Bayesian Simulation – When to Use Gibbs Sampling Instead of Metropolis-Hastings?

bayesiangibbsmarkov-chain-montecarlometropolis-hastingssimulation

There are different kinds of MCMC algorithms:

  • Metropolis-Hastings
  • Gibbs
  • Importance/rejection sampling (related).

Why would one use Gibbs sampling instead of Metropolis-Hastings? I suspect there are cases when inference is more tractable with Gibbs sampling than with Metropolis-Hastings, but I am not clear on the specifics.

Best Answer

Firstly, let me note [somewhat pedantically] that

There are several different kinds of MCMC algorithms: Metropolis-Hastings, Gibbs, importance/rejection sampling (related).

importance and rejection sampling methods are not MCMC algorithms because they are not based on Markov chains. Actually, importance sampling does not produce a sample from the target distribution, $f$ say, but only importance weights $\omega$ say, to be used in Monte Carlo approximations of integrals related with $f$. Using those weights as probabilities to produce a sample does not lead to a proper sample from $f$, even though unbiased estimators of expectations under $f$ can be produced.

Secondly, the question

Why would someone go with Gibbs sampling instead of Metropolis-Hastings?
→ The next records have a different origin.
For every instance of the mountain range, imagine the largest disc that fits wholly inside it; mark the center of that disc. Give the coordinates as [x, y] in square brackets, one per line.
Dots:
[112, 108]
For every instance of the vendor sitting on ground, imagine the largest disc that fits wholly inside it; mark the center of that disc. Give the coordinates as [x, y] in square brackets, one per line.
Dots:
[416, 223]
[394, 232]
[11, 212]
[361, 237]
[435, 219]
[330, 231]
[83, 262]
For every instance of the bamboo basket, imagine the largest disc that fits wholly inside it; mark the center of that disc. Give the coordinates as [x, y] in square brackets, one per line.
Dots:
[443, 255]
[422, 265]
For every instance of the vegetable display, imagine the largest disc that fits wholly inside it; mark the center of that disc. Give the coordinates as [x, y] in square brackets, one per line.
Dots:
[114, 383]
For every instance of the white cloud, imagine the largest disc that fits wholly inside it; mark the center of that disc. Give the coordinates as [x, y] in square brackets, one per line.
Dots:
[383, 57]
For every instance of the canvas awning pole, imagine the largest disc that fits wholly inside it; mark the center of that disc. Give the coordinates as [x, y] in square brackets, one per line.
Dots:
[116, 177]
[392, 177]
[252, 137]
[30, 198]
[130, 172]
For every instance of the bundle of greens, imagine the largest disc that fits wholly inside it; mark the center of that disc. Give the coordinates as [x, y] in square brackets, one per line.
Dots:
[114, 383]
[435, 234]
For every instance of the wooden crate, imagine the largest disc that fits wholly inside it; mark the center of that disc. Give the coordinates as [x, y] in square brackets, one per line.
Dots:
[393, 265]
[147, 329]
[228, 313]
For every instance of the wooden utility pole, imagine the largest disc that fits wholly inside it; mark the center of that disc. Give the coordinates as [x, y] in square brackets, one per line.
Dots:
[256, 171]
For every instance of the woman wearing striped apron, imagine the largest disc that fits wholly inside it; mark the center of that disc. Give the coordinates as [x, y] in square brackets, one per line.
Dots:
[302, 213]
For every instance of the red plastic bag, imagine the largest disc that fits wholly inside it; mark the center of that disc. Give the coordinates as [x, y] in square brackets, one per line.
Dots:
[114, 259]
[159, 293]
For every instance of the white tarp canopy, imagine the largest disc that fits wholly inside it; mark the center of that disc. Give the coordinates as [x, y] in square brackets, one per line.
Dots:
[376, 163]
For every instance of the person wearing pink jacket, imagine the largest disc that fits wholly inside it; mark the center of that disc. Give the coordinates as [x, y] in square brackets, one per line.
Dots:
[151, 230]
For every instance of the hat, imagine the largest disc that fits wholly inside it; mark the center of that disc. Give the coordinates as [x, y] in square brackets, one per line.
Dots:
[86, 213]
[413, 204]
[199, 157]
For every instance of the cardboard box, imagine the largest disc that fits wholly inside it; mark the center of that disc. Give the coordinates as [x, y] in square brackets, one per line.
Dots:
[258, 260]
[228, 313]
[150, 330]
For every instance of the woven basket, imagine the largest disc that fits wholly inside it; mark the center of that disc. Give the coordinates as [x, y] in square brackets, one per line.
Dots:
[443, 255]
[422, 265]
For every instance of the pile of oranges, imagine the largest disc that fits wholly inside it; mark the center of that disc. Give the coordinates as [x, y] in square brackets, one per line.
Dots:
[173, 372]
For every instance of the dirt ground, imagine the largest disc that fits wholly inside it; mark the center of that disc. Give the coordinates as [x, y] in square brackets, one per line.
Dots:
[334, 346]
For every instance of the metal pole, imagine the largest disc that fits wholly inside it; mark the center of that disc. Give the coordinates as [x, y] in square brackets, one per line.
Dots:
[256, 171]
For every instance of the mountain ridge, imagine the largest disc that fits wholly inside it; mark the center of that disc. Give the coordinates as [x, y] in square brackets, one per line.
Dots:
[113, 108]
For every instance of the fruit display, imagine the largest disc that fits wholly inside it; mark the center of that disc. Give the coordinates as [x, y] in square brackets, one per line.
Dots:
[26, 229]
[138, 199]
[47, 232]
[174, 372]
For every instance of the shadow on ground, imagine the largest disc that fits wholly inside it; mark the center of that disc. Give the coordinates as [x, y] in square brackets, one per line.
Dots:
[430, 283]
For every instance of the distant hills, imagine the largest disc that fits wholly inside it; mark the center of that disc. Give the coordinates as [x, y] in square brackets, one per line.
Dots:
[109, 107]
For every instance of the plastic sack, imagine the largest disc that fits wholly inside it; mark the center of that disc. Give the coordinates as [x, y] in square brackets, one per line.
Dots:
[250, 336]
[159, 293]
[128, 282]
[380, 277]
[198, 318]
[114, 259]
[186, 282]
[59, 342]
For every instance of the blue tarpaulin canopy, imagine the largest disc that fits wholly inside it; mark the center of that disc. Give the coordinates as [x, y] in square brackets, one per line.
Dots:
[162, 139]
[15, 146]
I suspect there are cases when inference is more tractable with Gibbs sampling than with Metropolis-Hastings

does not have an answer in that a Metropolis-Hastings sampler can be almost anything, including a Gibbs sampler. I replied in rather detailed terms to an earlier and similar question. But let me add a few if redundant points here:

The primary reason why Gibbs sampling was introduced was to break the curse of dimensionality (which impacts both rejection and importance sampling) by producing a sequence of low dimension simulations that still converge to the right target. Even though the dimension of the target impacts the speed of convergence. Metropolis-Hastings samplers are designed to create a Markov chain (like Gibbs sampling) based on a proposal (like importance and rejection sampling) by correcting for the wrong density through an acceptance-rejection step. But an important point is that they are not opposed: namely, Gibbs sampling may require Metropolis-Hastings steps when facing complex if low-dimension conditional targets, while Metropolis-Hastings proposals may be built on approximations to (Gibbs) full conditionals. In a formal definition, Gibbs sampling is a special case of Metropolis-Hasting algorithm with a probability of acceptance of one. (By the way, I object to the use of inference in that quote, as I would reserve it for statistical purposes, while those samplers are numerical devices.)

Usually, Gibbs sampling [understood as running a sequence of low-dimensional conditional simulations] is favoured in settings where the decomposition into such conditionals is easy to implement and fast to run. In settings where such decompositions induce multimodality and hence a difficulty to move between modes (latent variable models like mixture models come to mind), using a more global proposal in a Metropolis-Hasting algorithm may produce a higher efficiency. But the drawback stands with choosing the proposal distribution in the Metropolis-Hasting algorithm.